A Framework Of Segregation A Framework For White Labour

Although the Smuts government was badly shaken by the 1922 strike, it decided against extending the colour bar on the mines. It saw improved training for whites as a better option. Minister of Mines and Industry F.S. Malan explained to Parliament in 1923 that he did not wish to extend the colour bar. ‘It is degrading to the white man to say that [he] should be artificially protected against the native and coloured man . . . The reason why a number [of white miners] are in danger today is that so many are not efficient miners.’ The white workers had not availed themselves of the opportunities at the mining schools to become trained workers. They went into the mines as learners, Malan said, ‘and learners they remained’.

While Smuts was prepared to accommodate white labour, he felt that they must not ‘tyrannise everything’. A legal colour bar was an admission by whites that they could not compete against blacks, and had to take recourse to laws that violated human rights and fairness. He did not contemplate giving blacks the vote, but he also believed that ‘no statutory barrier should be placed on the native who wishes to raise himself in the scale of civilisation’. It was necessary to see that ‘no injustice [was] done to any other section of the community’.

The Smuts government nevertheless embarked on a major shift in the system of industrial bargaining that legalised a superior bargaining position for white workers. Under the old system, unions were barely tolerated and destructive strikes erupted over the colour bar. The Industrial Conciliation Act passed by the Smuts government in 1924 provided for reaching legally binding agreements in industrial councils consisting of employer associations and white or largely white trade unions. Employers could not lock out striking workers and workers could not strike before the council had tried to resolve a conflict. But unionised workers had to sacrifice the lightning strike, their major weapon. On the other hand the industrial conciliation machinery favoured white and coloured workers by excluding ‘pass bearers’ (meaning blacks) from trade union membership, giving white-led unions a commanding role in determining occupational structures, and access to training and wages.

Before the 1924 election, the National Party (NP) and the Labour Party agreed to form a Pact to support each other’s candidates against South African Party (SAP) candidates. Of the 135 seats, the NP won 63 and Labour 18 against the SAP’s 53. Hertzog formed an NP-Labour government. The SAP had suffered a stunning defeat, (See The SAP defeat).

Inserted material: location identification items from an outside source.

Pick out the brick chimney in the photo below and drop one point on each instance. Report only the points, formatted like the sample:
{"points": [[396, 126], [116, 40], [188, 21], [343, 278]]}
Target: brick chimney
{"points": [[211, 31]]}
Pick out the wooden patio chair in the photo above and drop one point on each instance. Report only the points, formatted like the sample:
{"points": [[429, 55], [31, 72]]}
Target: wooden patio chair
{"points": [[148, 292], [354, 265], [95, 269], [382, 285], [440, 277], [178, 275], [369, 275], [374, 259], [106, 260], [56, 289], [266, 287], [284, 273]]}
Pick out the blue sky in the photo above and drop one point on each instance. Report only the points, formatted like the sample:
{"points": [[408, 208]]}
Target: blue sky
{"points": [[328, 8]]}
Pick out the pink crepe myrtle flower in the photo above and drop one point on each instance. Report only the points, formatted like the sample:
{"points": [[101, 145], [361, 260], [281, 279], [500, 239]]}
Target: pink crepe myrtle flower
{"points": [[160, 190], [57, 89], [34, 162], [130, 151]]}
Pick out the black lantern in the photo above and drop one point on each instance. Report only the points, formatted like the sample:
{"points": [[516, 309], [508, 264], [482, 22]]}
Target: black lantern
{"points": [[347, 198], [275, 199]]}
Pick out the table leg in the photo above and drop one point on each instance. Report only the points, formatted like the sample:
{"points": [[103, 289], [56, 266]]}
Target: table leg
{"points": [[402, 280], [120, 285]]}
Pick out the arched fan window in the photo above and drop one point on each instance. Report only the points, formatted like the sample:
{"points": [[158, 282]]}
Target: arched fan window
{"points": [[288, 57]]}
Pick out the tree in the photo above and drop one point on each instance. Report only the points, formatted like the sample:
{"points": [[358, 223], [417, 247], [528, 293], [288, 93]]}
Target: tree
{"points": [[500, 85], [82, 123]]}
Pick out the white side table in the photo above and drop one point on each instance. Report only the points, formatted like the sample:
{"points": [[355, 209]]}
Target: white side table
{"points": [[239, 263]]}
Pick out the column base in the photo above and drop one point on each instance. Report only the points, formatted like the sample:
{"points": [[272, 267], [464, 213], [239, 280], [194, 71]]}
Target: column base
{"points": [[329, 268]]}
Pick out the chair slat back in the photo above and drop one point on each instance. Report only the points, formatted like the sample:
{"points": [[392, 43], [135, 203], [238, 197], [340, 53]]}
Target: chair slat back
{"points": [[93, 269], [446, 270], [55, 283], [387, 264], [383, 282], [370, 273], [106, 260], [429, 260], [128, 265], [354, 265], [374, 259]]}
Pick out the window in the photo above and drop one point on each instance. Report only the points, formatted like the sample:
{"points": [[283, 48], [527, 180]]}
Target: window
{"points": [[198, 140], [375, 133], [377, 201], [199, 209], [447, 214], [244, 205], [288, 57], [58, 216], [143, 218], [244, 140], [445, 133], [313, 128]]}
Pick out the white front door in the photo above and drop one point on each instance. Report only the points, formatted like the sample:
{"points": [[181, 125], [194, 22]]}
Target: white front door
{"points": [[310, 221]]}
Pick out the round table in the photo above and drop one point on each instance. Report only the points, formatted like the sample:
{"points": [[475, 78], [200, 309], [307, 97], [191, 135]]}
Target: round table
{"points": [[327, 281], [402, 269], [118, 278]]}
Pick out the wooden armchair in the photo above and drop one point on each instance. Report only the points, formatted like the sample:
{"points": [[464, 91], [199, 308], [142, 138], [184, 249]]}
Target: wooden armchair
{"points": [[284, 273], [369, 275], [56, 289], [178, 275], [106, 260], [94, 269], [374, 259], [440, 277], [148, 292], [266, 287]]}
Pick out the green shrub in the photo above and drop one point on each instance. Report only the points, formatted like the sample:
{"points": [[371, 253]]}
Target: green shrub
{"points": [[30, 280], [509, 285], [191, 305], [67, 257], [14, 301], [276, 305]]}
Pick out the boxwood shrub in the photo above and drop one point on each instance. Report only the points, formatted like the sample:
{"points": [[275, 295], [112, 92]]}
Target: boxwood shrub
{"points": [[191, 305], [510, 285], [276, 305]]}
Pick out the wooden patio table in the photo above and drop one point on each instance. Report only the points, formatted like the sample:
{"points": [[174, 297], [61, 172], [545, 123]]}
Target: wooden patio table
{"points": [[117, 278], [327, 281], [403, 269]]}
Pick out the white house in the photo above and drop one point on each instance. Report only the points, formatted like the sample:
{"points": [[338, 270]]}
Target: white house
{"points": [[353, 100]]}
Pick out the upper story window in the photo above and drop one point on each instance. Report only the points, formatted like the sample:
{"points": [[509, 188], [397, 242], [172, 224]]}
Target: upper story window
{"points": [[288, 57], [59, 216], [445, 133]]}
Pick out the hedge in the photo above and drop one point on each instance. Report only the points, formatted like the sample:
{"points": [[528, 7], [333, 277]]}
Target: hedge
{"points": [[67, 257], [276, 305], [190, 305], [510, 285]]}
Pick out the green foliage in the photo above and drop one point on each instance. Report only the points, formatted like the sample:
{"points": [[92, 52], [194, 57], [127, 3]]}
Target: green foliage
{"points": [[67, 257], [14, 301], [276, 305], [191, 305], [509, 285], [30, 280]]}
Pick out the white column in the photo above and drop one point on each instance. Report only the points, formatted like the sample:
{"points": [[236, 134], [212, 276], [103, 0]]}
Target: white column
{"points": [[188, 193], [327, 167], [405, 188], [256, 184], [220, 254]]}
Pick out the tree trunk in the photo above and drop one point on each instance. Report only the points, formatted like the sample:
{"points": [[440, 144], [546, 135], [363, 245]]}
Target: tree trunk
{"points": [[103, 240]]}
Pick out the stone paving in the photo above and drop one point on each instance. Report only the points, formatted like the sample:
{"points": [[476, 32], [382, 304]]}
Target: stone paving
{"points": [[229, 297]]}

The Hertzog government that came to power after the momentous election of 1924 added a weapon that the state could use against employers who wished to undercut white labour – the Wage Act of 1925. It empowered the responsible minister ‘to set the same minimum wages for whites and blacks’. The assumption was that if black and white wages were set at the same level employers would prefer whites. The government and its successors used these weapons sparingly. The priority was to enable the economy, particularly the mining industry, to grow and to provide jobs. Various trade-offs were made between the government and the mining industry. It was not expected that the latter would help solve the poor-white problem by employing them, or even to pay white miners particularly well. (White miners’ wages only began rising towards the end of the 1930s, but those of black miners did not increase in real terms before the early 1970s.)

But the government would not tolerate unilateral decisions by the industry to reduce its white labour force sharply. An amendment to the Mines and Works Act was added to protect white mineworkers from displacement. In 1932 the Chamber of Mines told a commission that the mines could manage with ‘a materially smaller number’ of whites, but such a policy was no longer an option. White miners rose in number from 22 099 in 1922 to about 28 000 in 1930.